Good very fine with a pleasing tone.
From the S. Maguire Collection [bt from us Jan 2017 - Ref B0153]
"The Scandinavian rulers in the Southern Danelaw struck their distinctive coinage in the name of St Edmund, king and martyr, for some twenty years from c.895, continuing probably until Edward the Elder's recovery of the region in 917/18. The old kingdom of the East Angles, ruled over by Edmund between 854 and his death at Viking hands in 869, appears to have been under Viking control during the 870s and under the direct rule of King Guthrum following the settlement there of his Danish army in 880.
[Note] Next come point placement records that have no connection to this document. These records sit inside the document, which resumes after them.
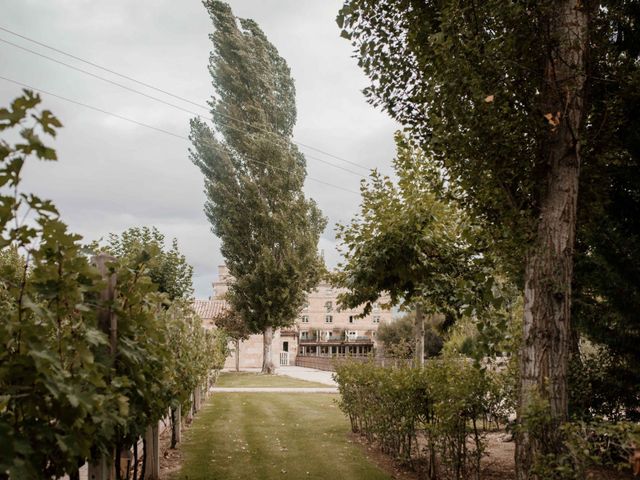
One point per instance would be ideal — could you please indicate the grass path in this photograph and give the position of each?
(249, 379)
(272, 436)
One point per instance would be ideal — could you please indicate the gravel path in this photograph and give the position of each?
(274, 390)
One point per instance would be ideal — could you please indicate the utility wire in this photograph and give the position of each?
(178, 107)
(93, 64)
(157, 129)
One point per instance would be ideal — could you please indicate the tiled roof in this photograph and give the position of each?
(208, 309)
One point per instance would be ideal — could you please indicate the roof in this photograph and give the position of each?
(208, 309)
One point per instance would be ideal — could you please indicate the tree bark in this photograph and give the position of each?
(419, 337)
(549, 265)
(267, 361)
(237, 354)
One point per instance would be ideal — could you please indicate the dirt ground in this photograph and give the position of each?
(498, 464)
(170, 459)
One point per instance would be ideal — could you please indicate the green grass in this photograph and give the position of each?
(238, 436)
(247, 379)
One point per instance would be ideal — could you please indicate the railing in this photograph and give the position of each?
(284, 359)
(358, 340)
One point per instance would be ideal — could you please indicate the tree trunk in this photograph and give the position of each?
(549, 268)
(267, 361)
(237, 354)
(419, 337)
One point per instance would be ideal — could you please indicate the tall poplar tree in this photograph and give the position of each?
(254, 177)
(510, 99)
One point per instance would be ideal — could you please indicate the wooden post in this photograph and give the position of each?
(178, 425)
(152, 455)
(196, 399)
(104, 468)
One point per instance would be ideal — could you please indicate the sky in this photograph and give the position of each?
(113, 174)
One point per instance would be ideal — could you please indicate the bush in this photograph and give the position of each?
(65, 396)
(426, 417)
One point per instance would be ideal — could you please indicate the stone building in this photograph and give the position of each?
(322, 329)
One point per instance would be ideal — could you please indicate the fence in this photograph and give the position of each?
(328, 363)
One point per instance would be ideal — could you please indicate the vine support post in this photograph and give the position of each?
(178, 424)
(152, 453)
(104, 468)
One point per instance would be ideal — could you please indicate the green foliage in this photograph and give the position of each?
(64, 396)
(255, 174)
(167, 268)
(582, 445)
(398, 336)
(417, 248)
(233, 325)
(438, 407)
(603, 385)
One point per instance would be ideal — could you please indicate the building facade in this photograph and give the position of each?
(322, 329)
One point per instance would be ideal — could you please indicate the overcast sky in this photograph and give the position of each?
(112, 175)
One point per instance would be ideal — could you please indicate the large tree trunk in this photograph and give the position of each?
(267, 362)
(549, 269)
(237, 355)
(419, 337)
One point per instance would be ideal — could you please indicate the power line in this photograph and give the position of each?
(157, 129)
(145, 84)
(125, 87)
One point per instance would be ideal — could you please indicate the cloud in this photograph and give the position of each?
(113, 174)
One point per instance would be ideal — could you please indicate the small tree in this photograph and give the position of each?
(407, 242)
(254, 177)
(168, 268)
(398, 337)
(235, 328)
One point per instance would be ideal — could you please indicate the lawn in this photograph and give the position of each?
(272, 436)
(248, 379)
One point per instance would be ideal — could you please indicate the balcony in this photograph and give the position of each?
(337, 340)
When a distinctive independent coinage was introduced for the Southern Danelaw in the mid-890s, somewhat surprisingly it took as its obverse inscription an invocation to the martyred East Anglian king Edmund, some early coins offering the full vocative form SCE EADMVNDE REX ('0 Saint Edmund the King!'). To reinforce this message designs were adopted that were similar to those of the coinage struck in the latter part of the reign of Edmund, a large central A on the obverse and a simple cross, rather than Edmund's cross-and-four-pellets, on the reverse. There is considerable uncertainty about precisely where the coinage was struck. Although primarily an East Anglian issue, evidence from finds and from tracing moneyers into earlier and later coinages suggests that its production also extended into parts of eastern Mercia."
M. Blackburn & H. Pagan. (2002) ‘The St Edmund coinage in the light of a parcel from a hoard of St Edmund pennies’ British Numismatic Journal Vol. 72, pg 1-14.